From the information listed it must be possible to Assembly.Loadxxxx() it.

Note: It should be done programatically and not using gacutil for example (unless it provides a C# API). The objective of all this is to create a custom dynamic script editor so you understand the need to get to this information.

A: 

The only information I've found earlier about the same problem is this, but I never got around to use that information.

From the looks of it, it looks a bit cumbersome to traverse a directory to find all .DLL files, but perhaps that's what you need to do.

Lasse V. Karlsen
+3  A: 

First of all, there's an important difference between reference assemblies and assemblies in the GAC. To compile code, you need a reference assembly. To run code, you need either a copy of the assembly in the same folder as your .exe or the assembly in the GAC.

Normally, when you install a .NET application, its installer will copy the assemblies it uses in the GAC. Those assemblies are not usable as reference assemblies, you can't find out in what folder it is stored so you can't tell the compiler the proper value of its /reference command line argument. Well, you can find out but Microsoft tried to make it as hard as possible with a shell add-in.

Something different happens when you install a .NET application that allows you to use its assemblies in your own program. Like the .NET framework. It will make two copies of every assembly. One goes in the GAC, the other goes in a "well-known" location. For the .NET framework, these well-known locations are c:\windows\microsoft.net\ and c:\program files\reference assemblies. The latter folder started getting used by .NET 3.0 and up.

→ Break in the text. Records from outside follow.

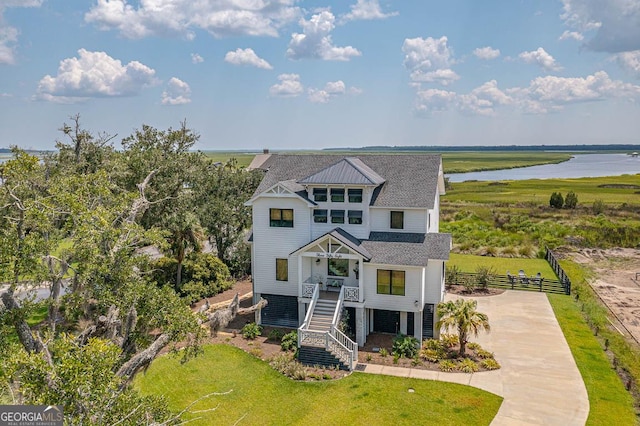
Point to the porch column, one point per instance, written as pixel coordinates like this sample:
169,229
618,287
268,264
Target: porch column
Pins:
361,333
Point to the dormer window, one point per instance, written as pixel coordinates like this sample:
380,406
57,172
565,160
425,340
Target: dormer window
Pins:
319,194
355,195
337,195
397,220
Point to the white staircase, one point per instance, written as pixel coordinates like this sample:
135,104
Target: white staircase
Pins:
322,315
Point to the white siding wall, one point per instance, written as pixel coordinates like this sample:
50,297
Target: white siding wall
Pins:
270,243
413,286
415,220
435,284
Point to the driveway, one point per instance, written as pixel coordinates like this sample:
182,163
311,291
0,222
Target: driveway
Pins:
539,379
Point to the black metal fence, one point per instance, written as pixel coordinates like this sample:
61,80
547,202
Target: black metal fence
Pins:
553,261
511,282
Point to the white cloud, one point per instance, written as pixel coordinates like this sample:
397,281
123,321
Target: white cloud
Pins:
566,35
543,95
442,76
331,90
9,34
630,61
486,53
177,93
95,74
541,58
426,54
289,86
366,10
221,18
315,40
616,23
247,57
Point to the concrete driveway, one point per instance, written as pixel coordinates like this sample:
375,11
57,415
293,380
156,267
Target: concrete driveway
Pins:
539,379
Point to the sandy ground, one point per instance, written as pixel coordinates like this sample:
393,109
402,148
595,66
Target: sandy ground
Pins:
617,281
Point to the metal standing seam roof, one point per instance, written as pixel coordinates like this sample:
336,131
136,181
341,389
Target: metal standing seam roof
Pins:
348,171
409,180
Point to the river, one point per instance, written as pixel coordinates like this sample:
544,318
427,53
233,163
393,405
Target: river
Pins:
581,165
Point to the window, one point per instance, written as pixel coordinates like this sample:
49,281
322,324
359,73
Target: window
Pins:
320,216
337,216
337,195
355,217
319,194
282,270
282,218
391,282
338,267
397,220
355,195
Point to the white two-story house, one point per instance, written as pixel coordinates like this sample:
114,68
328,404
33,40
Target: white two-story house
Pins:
351,239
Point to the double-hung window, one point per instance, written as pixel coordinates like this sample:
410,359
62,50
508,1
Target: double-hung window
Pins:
282,270
319,194
320,216
355,195
397,220
390,282
355,217
337,216
337,195
282,218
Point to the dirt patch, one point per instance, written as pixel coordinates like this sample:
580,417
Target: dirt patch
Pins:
617,282
476,292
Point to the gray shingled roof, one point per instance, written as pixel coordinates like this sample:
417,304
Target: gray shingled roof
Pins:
395,248
410,180
346,171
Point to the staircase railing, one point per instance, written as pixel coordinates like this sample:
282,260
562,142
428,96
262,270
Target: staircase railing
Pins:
312,306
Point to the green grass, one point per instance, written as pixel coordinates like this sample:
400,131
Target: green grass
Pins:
538,191
608,400
261,396
470,263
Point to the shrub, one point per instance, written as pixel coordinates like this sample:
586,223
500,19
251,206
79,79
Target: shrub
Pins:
484,354
287,365
473,346
490,364
447,365
598,207
405,346
571,200
289,341
251,331
432,355
275,334
484,276
468,365
450,340
556,201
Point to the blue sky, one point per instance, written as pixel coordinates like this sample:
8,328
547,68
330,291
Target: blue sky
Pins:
287,74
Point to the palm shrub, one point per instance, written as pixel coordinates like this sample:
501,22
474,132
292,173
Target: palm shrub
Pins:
405,346
461,315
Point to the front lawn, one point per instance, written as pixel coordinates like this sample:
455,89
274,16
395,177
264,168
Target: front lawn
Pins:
260,395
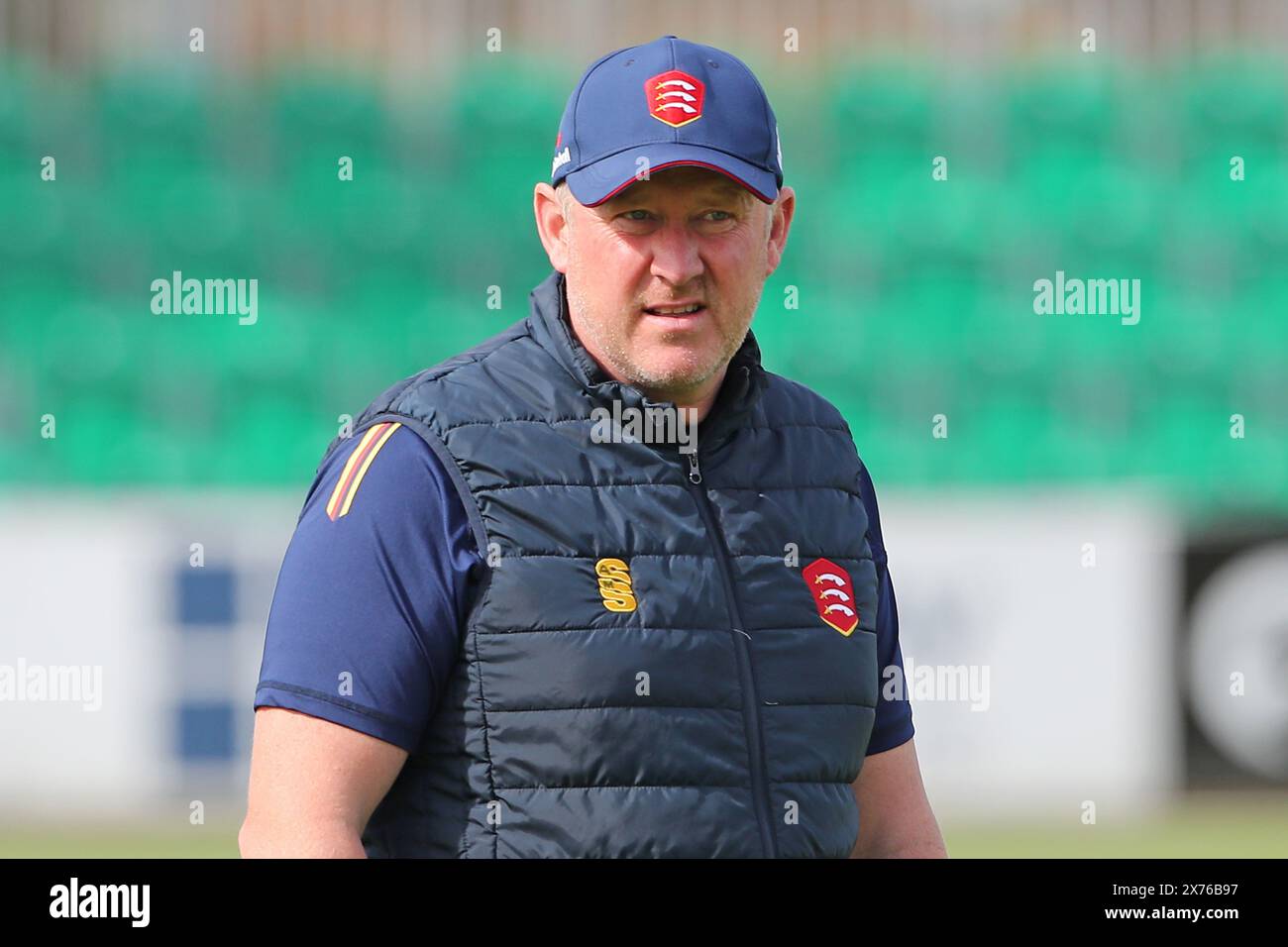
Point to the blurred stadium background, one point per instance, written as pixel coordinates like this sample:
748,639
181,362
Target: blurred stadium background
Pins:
1094,532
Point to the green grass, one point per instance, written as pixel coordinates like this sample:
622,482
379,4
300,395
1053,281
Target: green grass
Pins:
1220,826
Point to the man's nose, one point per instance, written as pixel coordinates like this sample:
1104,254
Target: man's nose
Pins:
675,254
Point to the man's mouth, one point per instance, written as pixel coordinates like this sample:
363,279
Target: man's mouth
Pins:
677,311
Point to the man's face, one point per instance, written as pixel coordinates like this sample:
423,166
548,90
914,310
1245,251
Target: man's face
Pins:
687,235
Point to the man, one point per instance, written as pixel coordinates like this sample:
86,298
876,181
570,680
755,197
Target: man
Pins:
510,628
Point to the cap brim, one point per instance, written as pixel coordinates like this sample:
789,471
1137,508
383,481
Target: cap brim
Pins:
606,176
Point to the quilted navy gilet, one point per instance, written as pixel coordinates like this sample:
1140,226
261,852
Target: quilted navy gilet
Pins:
720,715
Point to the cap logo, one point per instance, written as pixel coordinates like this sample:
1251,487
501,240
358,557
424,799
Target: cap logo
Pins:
674,97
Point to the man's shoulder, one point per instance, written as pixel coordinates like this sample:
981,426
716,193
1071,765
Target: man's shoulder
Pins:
793,402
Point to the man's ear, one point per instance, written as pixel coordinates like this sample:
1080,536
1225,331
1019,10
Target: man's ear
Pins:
782,211
552,226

Visual Studio's Add Reference dialog uses a registry key that lists these well-known locations. There are a couple, but the important one is HKLM\Software\Microsoft.NETFramework\AssemblyFolders.

Long story short: you could use that registry key to produce the same list that the Add Reference dialog produces. But it is not 100% reliable, you might miss reference assemblies that some product copied somewhere else. You'd have to use the Browse tab in VS to add references to those. And search the entire disk to find them yourself.